The chapter has shown the flexibility of the motor algebra approach for the solution of the direct and inverse kinematics of robot manipulators. To solve for the robot’s inverse kinematics, we have shown that, depending on our needs, we can use representations either of points, lines, or planes, which help to enormously reduce the complexity of the computation without losing geometric insight.
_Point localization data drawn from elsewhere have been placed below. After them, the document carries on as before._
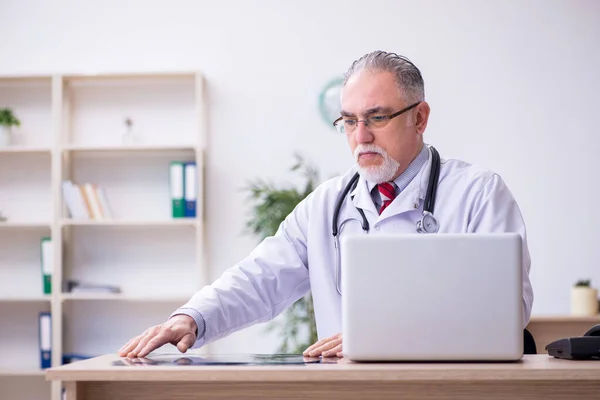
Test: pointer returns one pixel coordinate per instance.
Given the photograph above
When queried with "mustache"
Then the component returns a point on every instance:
(367, 148)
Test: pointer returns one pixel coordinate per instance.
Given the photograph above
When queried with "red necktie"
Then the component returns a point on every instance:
(387, 191)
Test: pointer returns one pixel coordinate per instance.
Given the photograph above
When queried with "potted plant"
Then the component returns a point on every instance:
(584, 299)
(7, 121)
(271, 205)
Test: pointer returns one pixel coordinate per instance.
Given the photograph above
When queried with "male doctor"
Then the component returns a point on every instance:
(384, 116)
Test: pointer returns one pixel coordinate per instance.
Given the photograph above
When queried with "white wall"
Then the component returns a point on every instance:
(513, 85)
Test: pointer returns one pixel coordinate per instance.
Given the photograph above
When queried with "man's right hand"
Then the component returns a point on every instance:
(180, 331)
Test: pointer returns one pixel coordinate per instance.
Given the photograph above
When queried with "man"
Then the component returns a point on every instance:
(384, 116)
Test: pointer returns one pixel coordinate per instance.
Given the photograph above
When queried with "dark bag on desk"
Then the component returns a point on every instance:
(586, 347)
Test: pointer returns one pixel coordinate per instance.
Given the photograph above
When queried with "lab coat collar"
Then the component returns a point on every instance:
(409, 199)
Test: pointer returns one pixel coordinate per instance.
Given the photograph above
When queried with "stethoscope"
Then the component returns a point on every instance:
(427, 224)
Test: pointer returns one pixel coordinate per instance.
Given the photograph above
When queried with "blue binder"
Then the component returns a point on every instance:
(45, 339)
(190, 189)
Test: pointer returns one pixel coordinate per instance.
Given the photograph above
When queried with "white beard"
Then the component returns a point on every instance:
(384, 172)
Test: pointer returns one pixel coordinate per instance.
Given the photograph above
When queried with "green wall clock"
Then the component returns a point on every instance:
(329, 101)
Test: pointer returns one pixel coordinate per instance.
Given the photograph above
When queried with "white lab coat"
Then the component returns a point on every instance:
(301, 256)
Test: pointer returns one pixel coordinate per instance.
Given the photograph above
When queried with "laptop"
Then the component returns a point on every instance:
(432, 297)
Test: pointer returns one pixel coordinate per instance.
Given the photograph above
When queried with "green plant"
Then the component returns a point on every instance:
(8, 118)
(583, 283)
(271, 205)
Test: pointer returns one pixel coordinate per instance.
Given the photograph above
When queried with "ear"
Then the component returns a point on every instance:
(421, 117)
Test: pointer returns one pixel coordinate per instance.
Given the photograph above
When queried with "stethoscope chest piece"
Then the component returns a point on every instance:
(428, 224)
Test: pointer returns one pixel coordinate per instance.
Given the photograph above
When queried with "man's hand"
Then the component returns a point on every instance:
(179, 330)
(328, 347)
Similarly, the use of incidence algebra in the affine plane framework allows us to define geometric constraints, or flags, by taking advantage of meet and joint operations, thereby allowing easy identification of the most important geometric objects involved.

For the computation of inverse kinematics, we have also used the conformal geometric algebra which besides points, lines, and planes uses circles and spheres as well; the use of this broad set of geometric entities helps us greatly to simplify the complex computation of the inverse kinematics.

The main contribution of this chapter has been to show that our approach offers more flexibility while at the same time preserving geometric insight during computation. The author believes that the versatility of the geometric algebra framework offers an alternative approach to the increasingly complex of application of multilink mechanisms.